There’s plenty of liberal activism a-brewin’, as usual.

El Cerrito piano tuner and longtime pro-Palestinian activist Paul Larudee, a cofounder of the Free Gaza Movement, and his cohorts are about to set sail from Cyprus en route to the Gaza Strip in an effort to “raise international awareness about the prison-like closure of the Gaza Strip and pressure the international community to review its sanctions policy and end its support for continued Israeli occupation.” It won’t be a cakewalk for this international band of activists; Israeli newspaper Haaretz reported Sunday that Israeli defense officials “favor forcefully blocking” the boats’ arrival, as “allowing the ships to reach the Gaza coastline could create a dangerous precedent.”

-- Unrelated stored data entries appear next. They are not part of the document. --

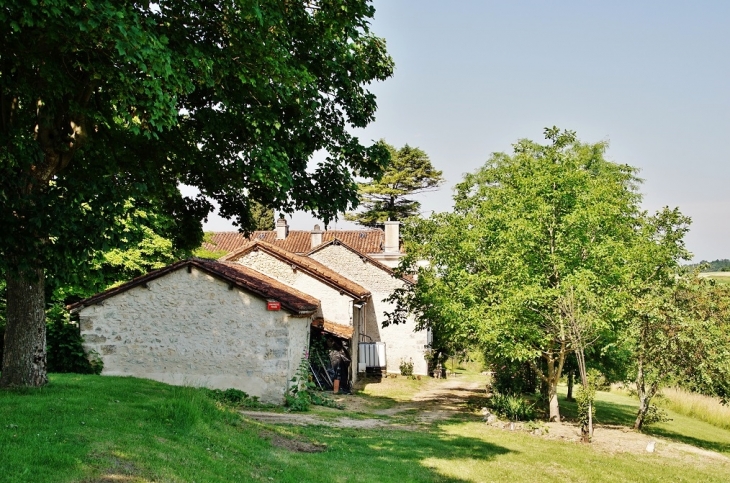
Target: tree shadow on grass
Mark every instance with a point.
(392, 455)
(704, 443)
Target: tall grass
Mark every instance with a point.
(697, 406)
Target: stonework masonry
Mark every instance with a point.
(189, 328)
(402, 342)
(335, 307)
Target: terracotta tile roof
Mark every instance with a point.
(341, 331)
(307, 265)
(363, 256)
(298, 241)
(292, 300)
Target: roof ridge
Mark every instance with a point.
(271, 288)
(362, 255)
(309, 265)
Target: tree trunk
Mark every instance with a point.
(24, 358)
(644, 397)
(643, 408)
(552, 381)
(569, 397)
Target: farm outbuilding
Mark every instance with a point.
(201, 323)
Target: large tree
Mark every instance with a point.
(410, 172)
(530, 231)
(102, 102)
(678, 324)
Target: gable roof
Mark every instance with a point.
(308, 265)
(297, 241)
(363, 256)
(237, 275)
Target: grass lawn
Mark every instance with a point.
(107, 429)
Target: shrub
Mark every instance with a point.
(303, 392)
(655, 415)
(406, 368)
(64, 345)
(235, 398)
(513, 377)
(512, 407)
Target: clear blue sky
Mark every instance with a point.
(652, 78)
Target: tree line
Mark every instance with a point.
(548, 261)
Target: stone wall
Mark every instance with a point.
(401, 341)
(191, 329)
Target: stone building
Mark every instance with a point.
(402, 342)
(244, 321)
(342, 301)
(201, 323)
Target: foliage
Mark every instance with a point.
(681, 332)
(585, 400)
(514, 377)
(64, 345)
(527, 230)
(235, 398)
(512, 407)
(406, 367)
(106, 102)
(202, 252)
(388, 198)
(263, 217)
(303, 392)
(655, 415)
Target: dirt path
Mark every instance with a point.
(438, 400)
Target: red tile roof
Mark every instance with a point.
(298, 241)
(237, 275)
(363, 256)
(307, 265)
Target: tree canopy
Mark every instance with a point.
(388, 198)
(528, 231)
(102, 102)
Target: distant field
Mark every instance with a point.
(719, 277)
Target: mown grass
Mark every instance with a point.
(92, 428)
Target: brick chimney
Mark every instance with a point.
(282, 229)
(392, 237)
(316, 236)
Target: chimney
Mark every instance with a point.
(282, 229)
(316, 236)
(392, 237)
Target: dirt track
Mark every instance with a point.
(442, 399)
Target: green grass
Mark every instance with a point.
(704, 408)
(617, 408)
(92, 428)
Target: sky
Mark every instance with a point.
(651, 78)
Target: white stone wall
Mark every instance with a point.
(401, 341)
(191, 329)
(335, 307)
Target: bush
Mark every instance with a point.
(512, 407)
(235, 398)
(303, 393)
(406, 368)
(64, 345)
(656, 415)
(513, 377)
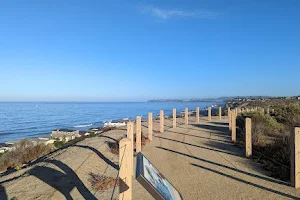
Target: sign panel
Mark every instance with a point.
(153, 181)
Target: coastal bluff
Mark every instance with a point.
(198, 158)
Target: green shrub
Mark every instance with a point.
(271, 137)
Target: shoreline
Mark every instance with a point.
(86, 128)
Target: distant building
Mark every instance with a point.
(5, 147)
(65, 134)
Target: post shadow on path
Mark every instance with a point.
(220, 123)
(201, 147)
(246, 182)
(3, 195)
(227, 167)
(221, 130)
(108, 161)
(197, 136)
(62, 182)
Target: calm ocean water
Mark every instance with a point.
(26, 120)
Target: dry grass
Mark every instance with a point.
(271, 137)
(23, 152)
(101, 182)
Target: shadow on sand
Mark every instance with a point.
(247, 182)
(108, 161)
(201, 147)
(197, 136)
(220, 123)
(3, 195)
(63, 182)
(222, 130)
(227, 167)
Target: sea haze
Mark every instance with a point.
(27, 120)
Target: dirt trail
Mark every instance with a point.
(201, 162)
(198, 159)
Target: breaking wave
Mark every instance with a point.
(84, 125)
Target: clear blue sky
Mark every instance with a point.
(54, 50)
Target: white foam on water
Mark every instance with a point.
(84, 125)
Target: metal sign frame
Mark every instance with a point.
(163, 185)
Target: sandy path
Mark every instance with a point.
(198, 159)
(202, 163)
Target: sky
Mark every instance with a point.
(53, 50)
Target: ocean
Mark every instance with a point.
(30, 120)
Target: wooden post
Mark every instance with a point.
(150, 126)
(174, 117)
(130, 127)
(295, 159)
(197, 114)
(138, 141)
(233, 127)
(161, 119)
(248, 137)
(126, 169)
(186, 116)
(230, 117)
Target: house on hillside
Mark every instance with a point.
(5, 147)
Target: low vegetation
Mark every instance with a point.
(271, 137)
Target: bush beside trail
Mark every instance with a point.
(271, 137)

Closer to home, CODEPINK is gearing up for the Democratic National Convention in Denver next week. Bay Area doyenne of dissent Medea Benjamin and her group will be holding a “Peace Room” pre-convention party “to make art, friends, plans, and a peace platform” from 7 to 9 p.m. tomorrow, Tuesday, Aug. 19, in the CODEPINK/Global Exchange office on the second floor of 2017 Mission St. in San Francisco. Later this week, they’ll have an “All Aboard for Peace” send-off for six Bay Area activists getting on Amtrak to Denver; that’ll be at 8:15 a.m. Friday, Aug. 22, at the Emeryville Amtrak station, 5885 Horton St. According to their news release, they’re headed to Denver and later to the RNC convention in St. Paul, Minn., to “demand, in full creative force, that an end to the occupation of Iraq, no war with Iran and a commitment to peace be at the top the political agenda… CODEPINK will also be speaking out against the financing of the conventions by oil, telecom and pharmaceutical companies, exposing how corporate money corrupts the political system.” They’ve even put their schedule of actions at the conventions online.

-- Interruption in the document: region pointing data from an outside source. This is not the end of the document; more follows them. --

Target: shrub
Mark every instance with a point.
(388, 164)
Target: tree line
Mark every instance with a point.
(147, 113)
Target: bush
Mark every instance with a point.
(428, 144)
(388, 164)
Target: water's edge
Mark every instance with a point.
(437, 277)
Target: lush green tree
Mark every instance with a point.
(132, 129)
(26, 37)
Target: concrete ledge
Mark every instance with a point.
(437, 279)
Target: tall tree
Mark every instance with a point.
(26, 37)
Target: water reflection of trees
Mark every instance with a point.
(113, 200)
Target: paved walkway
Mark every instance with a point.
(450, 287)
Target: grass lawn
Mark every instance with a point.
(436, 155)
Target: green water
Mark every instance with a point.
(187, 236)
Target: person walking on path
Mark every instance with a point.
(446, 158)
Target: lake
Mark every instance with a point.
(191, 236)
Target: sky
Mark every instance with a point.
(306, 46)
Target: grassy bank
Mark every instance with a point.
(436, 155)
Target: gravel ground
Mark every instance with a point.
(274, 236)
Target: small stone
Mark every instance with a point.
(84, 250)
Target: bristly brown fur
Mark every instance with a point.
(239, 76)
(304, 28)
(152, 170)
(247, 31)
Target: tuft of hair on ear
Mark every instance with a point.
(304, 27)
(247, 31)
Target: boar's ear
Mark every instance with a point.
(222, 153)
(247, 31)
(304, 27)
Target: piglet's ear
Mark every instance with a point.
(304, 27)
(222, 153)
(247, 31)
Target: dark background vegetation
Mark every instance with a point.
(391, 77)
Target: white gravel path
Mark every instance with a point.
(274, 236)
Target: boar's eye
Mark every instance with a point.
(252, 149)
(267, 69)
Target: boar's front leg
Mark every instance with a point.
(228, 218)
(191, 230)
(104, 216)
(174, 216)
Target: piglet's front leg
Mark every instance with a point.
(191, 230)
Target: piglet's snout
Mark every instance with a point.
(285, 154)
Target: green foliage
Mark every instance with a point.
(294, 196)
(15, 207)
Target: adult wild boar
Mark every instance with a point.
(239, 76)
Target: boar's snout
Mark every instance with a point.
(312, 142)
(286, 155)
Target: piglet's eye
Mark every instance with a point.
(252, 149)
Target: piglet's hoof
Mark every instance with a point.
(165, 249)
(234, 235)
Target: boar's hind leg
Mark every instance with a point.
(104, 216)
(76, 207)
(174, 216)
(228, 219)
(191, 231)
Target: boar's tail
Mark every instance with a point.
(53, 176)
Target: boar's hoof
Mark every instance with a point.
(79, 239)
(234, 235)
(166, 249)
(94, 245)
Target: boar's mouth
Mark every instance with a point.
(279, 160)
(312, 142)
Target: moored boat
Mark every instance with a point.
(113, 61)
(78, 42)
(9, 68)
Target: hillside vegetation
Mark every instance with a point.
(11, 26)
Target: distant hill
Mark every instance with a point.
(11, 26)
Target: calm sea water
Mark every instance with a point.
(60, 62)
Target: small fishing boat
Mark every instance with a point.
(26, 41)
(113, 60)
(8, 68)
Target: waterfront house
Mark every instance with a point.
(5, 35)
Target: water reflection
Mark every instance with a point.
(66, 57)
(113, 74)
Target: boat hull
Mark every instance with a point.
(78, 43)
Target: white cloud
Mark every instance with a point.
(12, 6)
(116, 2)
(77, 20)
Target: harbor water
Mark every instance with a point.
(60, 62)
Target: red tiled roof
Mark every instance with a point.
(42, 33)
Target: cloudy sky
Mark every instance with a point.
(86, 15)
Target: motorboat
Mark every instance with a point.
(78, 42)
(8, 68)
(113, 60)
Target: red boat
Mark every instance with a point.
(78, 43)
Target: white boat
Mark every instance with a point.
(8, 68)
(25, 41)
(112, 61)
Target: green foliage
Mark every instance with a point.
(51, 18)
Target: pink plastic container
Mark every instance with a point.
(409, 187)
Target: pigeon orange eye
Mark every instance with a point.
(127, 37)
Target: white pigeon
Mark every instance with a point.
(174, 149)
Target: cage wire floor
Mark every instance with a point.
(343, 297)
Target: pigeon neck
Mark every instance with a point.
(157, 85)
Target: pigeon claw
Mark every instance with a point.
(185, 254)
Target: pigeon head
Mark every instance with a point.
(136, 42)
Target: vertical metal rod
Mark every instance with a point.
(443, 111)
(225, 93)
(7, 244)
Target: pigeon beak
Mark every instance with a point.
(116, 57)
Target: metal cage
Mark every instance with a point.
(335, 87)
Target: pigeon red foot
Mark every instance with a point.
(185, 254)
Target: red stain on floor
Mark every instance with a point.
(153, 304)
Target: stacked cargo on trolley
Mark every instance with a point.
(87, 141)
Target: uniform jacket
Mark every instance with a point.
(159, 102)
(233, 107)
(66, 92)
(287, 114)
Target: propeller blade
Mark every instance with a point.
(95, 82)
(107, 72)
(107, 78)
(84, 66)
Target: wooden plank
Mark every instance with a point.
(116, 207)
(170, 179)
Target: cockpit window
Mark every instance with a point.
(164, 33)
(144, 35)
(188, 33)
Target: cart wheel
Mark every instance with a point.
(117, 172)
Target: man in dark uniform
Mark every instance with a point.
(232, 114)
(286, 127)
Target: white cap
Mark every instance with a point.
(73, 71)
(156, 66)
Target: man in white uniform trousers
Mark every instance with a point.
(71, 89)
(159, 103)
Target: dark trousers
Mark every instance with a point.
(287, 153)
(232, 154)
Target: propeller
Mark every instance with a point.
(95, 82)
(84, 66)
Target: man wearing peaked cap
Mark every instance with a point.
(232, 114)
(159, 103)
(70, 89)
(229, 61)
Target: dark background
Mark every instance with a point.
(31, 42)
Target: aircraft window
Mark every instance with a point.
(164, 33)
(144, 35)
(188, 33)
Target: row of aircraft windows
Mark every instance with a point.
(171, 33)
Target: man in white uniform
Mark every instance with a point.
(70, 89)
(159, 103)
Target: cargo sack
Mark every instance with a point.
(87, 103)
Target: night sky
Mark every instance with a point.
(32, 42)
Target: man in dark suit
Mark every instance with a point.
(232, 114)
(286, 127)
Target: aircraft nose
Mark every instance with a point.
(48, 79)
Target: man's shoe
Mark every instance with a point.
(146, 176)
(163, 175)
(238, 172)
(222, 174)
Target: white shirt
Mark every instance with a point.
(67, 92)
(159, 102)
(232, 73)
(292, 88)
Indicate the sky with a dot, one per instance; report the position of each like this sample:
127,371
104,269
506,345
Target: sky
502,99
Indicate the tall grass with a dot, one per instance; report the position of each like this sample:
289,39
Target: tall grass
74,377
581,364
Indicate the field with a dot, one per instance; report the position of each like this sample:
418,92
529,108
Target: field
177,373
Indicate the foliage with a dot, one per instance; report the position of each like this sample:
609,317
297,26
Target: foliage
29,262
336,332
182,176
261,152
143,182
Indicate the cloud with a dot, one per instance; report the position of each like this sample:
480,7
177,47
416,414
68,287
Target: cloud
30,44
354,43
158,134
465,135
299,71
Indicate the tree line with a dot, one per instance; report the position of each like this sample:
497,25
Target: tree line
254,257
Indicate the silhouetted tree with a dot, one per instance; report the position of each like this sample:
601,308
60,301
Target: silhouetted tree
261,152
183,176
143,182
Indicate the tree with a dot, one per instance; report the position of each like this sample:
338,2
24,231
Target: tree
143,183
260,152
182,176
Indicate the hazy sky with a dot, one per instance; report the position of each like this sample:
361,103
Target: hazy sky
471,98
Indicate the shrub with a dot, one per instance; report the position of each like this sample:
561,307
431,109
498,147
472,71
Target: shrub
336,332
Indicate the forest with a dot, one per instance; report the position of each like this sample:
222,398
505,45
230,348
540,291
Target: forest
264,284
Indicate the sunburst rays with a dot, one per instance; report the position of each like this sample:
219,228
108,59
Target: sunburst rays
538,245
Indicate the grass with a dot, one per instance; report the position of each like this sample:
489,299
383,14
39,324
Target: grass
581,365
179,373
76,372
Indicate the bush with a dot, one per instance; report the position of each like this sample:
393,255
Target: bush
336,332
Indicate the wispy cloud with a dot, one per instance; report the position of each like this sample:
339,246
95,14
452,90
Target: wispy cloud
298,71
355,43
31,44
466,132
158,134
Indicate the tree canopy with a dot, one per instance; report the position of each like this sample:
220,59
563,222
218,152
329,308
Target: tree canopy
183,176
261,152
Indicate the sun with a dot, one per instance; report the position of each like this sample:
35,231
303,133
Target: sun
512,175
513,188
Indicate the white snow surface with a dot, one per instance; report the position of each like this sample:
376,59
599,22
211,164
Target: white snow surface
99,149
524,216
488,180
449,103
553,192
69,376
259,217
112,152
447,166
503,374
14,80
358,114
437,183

And, speaking of the conventions, some prominent Bay Area activists — including Pentagon Papers whistleblower Daniel Ellsberg of Berkeley and “peace mom” Cindy Sheehan, who’s now running an independent Congressional campaign to unseat House Speaker Nancy Pelosi, D-San Francisco — are among those who’ve issued an open, online letter calling on people to go to Denver “to protest war, torture, and repression.” Other signatories include Green Party presidential candidate Cynthia McKinney; historian and activist Howard Zinn; and Vietnam veteran and activist Ron Kovic (“Born on the Fourth of July“).